Parallel IT - Parallel Iterator, Parallel Task and Pyjama

Parallel Task - Quick Start

Here you will find background information motivating Parallel Task (short ParaTask), as well as some examples to illustrate the numerous features it provides.

Contents
    1 Motivation
       1.1 Why multi-threading?
       1.2 Graphical user interfaces
    2 Parallel Task
       2.1 Model overview
       2.2 Example 1: Hello, World!
       2.3 Example 2: Let's get surfing!
       2.4 Example 3: Building a house (GUI)
    3 Known Issues
       3.1 Eclipse 3.8 (Remote Linux)

1. Motivation and Background

1.1 Why multi-threading?

There are two reasons why programmers may wish to multi-thread their desktop applications: to improve performance, and to improve responsiveness. ParaTask allows programmers to easily achieve both these goals.

Improving performance

Parallel computing has arrived to mainstream desktop systems in the form of multi-core processors because of the difficulties in maintaining improvements in uni-processor clock-speed. Unfortunately, users will not automatically witness any performance improvements unless their applications are parallelised. Parallel computing is however notoriously difficult, especially in terms of program correctness and high performance.

Improving responsiveness

Multi-threading, however, is also necessary even when desktop applications are to be run on a uni-processor. How many times have you experienced unresponsive applications where buttons don't respond no matter how many times you click? Then you drag the application window around and it stays grey until it finishes its current job? Such frustrating applications are not multi-threaded: there is only one thread doing all the work.

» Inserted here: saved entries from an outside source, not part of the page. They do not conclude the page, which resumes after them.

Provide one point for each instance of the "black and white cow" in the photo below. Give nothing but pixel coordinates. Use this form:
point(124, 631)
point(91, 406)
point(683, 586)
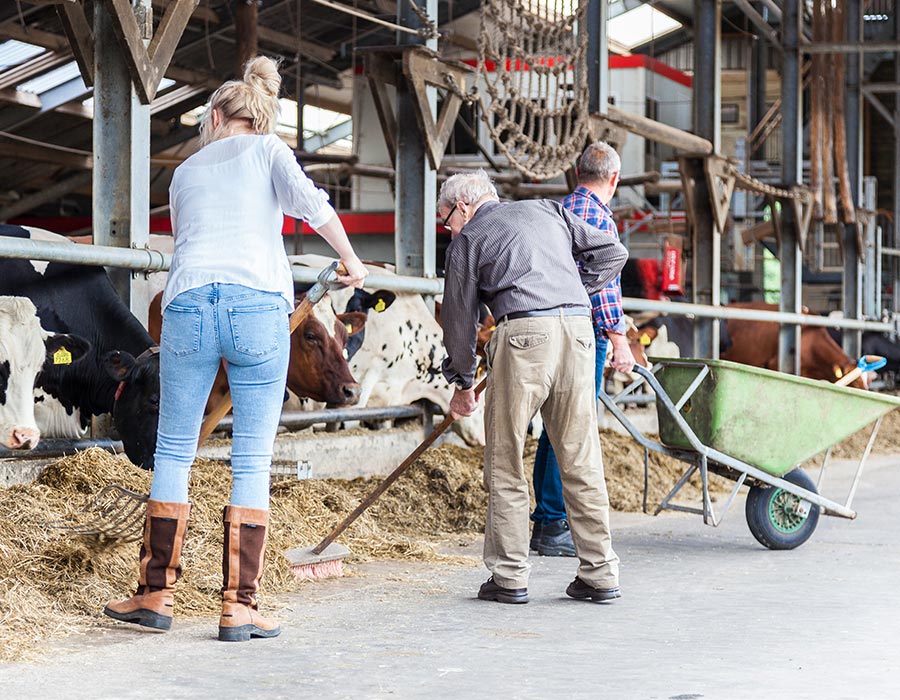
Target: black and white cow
point(26, 348)
point(116, 376)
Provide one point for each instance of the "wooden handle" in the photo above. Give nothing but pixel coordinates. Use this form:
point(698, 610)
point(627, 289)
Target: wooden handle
point(392, 477)
point(304, 308)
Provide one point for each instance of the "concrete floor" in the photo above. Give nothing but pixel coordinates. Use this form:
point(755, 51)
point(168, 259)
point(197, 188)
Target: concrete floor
point(706, 613)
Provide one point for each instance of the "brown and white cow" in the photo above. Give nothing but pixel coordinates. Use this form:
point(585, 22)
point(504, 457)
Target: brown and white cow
point(756, 343)
point(25, 348)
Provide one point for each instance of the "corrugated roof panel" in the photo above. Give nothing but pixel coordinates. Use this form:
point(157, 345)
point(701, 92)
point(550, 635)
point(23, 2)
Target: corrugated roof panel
point(52, 79)
point(13, 52)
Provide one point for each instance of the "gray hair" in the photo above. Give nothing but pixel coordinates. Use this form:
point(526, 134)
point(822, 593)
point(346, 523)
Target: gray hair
point(598, 163)
point(466, 187)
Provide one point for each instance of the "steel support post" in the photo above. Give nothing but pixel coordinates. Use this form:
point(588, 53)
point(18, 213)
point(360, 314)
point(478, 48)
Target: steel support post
point(705, 236)
point(895, 239)
point(852, 290)
point(792, 151)
point(757, 83)
point(121, 180)
point(597, 56)
point(416, 181)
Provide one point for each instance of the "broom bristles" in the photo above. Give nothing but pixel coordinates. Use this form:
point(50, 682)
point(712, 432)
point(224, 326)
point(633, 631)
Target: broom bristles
point(318, 570)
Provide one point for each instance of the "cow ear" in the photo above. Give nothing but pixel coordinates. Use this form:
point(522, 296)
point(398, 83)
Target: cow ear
point(354, 321)
point(118, 364)
point(64, 348)
point(380, 300)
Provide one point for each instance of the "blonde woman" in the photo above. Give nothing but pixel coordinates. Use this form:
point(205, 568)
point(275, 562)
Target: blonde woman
point(228, 296)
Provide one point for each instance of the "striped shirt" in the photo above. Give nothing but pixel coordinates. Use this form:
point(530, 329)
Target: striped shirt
point(519, 256)
point(607, 303)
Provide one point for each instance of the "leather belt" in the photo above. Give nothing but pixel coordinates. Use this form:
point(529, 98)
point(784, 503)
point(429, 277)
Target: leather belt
point(559, 311)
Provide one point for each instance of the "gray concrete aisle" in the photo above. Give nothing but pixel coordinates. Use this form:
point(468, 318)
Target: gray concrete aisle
point(706, 613)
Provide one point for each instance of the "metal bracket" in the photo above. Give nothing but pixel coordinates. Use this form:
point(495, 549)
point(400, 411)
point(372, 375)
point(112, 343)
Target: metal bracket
point(803, 208)
point(147, 65)
point(720, 180)
point(423, 67)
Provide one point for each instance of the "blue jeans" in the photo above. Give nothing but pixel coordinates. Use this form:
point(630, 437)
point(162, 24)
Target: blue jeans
point(549, 503)
point(249, 330)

1.2 Graphical user interfaces

Desktop applications allow users to interact through a graphical user interface (GUI). The application displays a range of visual components, some acting as a form of input (e.g. buttons, text fields) while others display application status (e.g. labels, progress bars). Such an application would be based on the event-driven paradigm, where the program's execution flow is determined by events (e.g. mouse clicks, messages from other threads).

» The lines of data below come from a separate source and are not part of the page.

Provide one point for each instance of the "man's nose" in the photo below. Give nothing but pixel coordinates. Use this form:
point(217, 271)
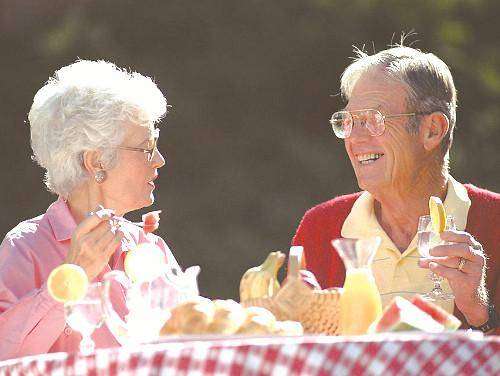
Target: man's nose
point(359, 130)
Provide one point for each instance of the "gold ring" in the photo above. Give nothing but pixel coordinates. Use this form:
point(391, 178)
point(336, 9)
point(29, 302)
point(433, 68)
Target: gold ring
point(461, 264)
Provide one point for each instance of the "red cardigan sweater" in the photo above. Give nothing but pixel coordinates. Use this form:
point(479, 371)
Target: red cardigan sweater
point(324, 222)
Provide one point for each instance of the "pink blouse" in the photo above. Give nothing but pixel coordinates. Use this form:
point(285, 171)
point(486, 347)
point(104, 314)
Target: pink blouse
point(31, 322)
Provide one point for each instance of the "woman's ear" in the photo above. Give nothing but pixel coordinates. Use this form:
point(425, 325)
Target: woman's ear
point(92, 161)
point(433, 129)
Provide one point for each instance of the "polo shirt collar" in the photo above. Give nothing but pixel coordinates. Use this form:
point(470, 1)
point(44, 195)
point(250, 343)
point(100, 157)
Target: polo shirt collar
point(61, 220)
point(362, 221)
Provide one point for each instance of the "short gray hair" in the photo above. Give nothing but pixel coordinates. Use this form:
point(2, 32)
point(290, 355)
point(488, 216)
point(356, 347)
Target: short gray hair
point(84, 107)
point(428, 79)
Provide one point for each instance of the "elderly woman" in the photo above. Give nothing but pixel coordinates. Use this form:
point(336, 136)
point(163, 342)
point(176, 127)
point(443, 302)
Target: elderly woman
point(92, 130)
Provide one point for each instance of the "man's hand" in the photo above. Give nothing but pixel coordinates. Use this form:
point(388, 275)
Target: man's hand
point(93, 242)
point(463, 264)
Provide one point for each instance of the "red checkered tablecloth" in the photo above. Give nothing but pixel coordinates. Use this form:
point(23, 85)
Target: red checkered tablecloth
point(391, 354)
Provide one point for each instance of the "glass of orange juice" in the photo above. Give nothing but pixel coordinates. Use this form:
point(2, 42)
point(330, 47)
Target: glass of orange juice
point(360, 303)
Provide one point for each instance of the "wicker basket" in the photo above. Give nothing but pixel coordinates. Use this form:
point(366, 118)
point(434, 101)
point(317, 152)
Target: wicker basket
point(316, 310)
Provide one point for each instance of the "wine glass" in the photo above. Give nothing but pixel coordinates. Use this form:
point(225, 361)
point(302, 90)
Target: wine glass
point(86, 315)
point(427, 239)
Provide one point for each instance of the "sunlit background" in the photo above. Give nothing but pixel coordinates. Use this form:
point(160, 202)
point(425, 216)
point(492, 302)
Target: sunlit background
point(252, 84)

The figure below shows the structure of a typical multi-threaded GUI application, which is traditionally developed using a GUI toolkit and threading library. Two threads are in play. The most important thread, the GUI thread (also known as event dispatch thread in Java), is solely responsible for accessing the GUI components and responding to events.

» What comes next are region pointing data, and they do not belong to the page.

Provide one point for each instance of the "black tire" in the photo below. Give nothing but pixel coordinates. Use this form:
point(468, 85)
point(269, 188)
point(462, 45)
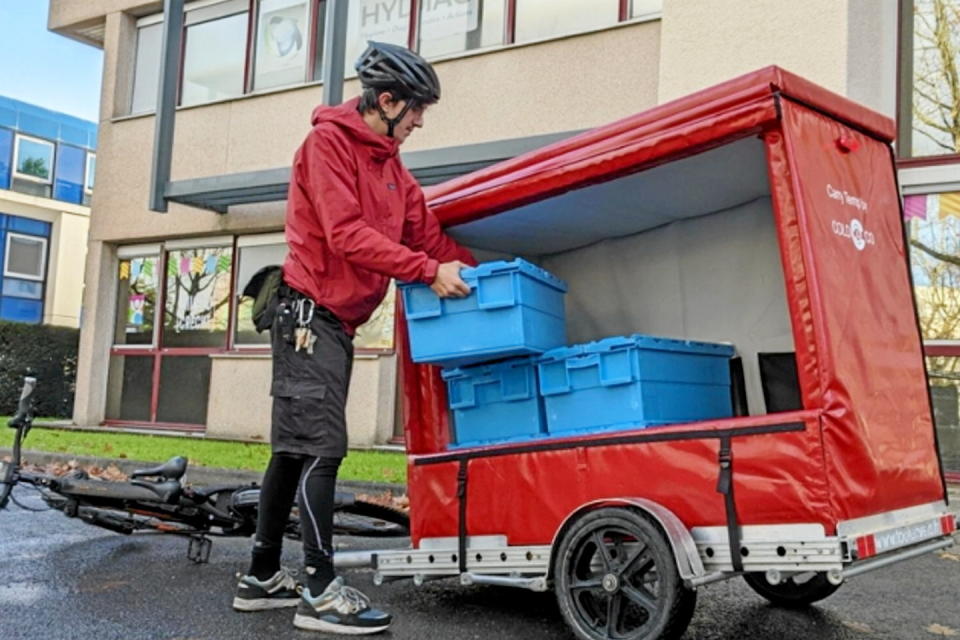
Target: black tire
point(370, 520)
point(615, 576)
point(795, 591)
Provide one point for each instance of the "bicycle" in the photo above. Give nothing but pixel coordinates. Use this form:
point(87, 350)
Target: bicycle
point(155, 500)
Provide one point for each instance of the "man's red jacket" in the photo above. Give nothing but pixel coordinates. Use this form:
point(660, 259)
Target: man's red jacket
point(356, 217)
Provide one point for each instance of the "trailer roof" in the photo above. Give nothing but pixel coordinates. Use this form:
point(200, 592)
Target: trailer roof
point(734, 109)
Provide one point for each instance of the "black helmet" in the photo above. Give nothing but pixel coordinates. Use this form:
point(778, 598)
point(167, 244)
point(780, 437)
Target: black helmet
point(396, 69)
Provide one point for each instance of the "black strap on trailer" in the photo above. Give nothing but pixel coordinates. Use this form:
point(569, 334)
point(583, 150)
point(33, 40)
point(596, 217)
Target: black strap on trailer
point(462, 528)
point(725, 486)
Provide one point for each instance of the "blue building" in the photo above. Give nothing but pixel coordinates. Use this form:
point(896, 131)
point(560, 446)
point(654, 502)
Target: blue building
point(47, 165)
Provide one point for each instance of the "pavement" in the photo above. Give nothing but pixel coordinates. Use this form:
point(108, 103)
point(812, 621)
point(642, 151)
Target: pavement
point(62, 579)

Typical structure of a multi-threaded graphical user interface application

An important aspect of these applications is the event loop, waiting for events to arrive (1). The events are then dispatched to the appropriate event handler to take the appropriate action (2). Many toolkits are available for programmers to ease the development of these event-based applications. The toolkits provide many graphical components as well as the event loop and event handling. Generally, programmers only need to specify the logic of event handlers (e.g. the response to a certain button being clicked).

Programmers must ensure that these event handlers are short so that control returns to the event loop. Otherwise, events will backlog and the application appears unresponsive (for example, GUI applications appear to “freeze” when the GUI does not refresh). For this reason, all time-consuming tasks must be dispatched to a helper thread (3) to allow the GUI thread to return to the event loop (1) to respond to other events. In the meantime, the helper thread executes the computation (4). Notice that the purpose of multi-threading so far has been solely to improve the application's responsiveness (rather than improve performance through parallelism).

Combined with the performance versus programmability trade-off toolkit implementers face, GUI toolkits are typically single-threaded). Only one dedicated thread is allowed to access the GUI components: the GUI thread. In particular, this means the helper thread (or any other thread for that matter) must not access the GUI components directly (5). Instead, the helper thread posts an event (6) to the GUI thread, which in turn updates the GUI (1), (2), (7).

In developing multi-threaded applications to improve performance and/or responsiveness, programmers must adhere to the above rules. ParaTask allows programmers to develop interactive and performant multi-threaded applications by simplifying the parallel development process.

2. Parallel Task

2.1 Model overview

In analysing threading and concurrent programs, various task concepts can be identified. Some tasks have short runtimes and are computationally intensive; other tasks have long runtimes and are interactive (i.e. react to input/output). Some tasks execute once, while others need to be executed multiple times. Different task types are therefore supported by ParaTask, all unified in a single model:

• One-off tasks: These tasks are CPU-bound computations. When invoked, a single instance of the task is enqueued to be executed from start to finish by any of the processors.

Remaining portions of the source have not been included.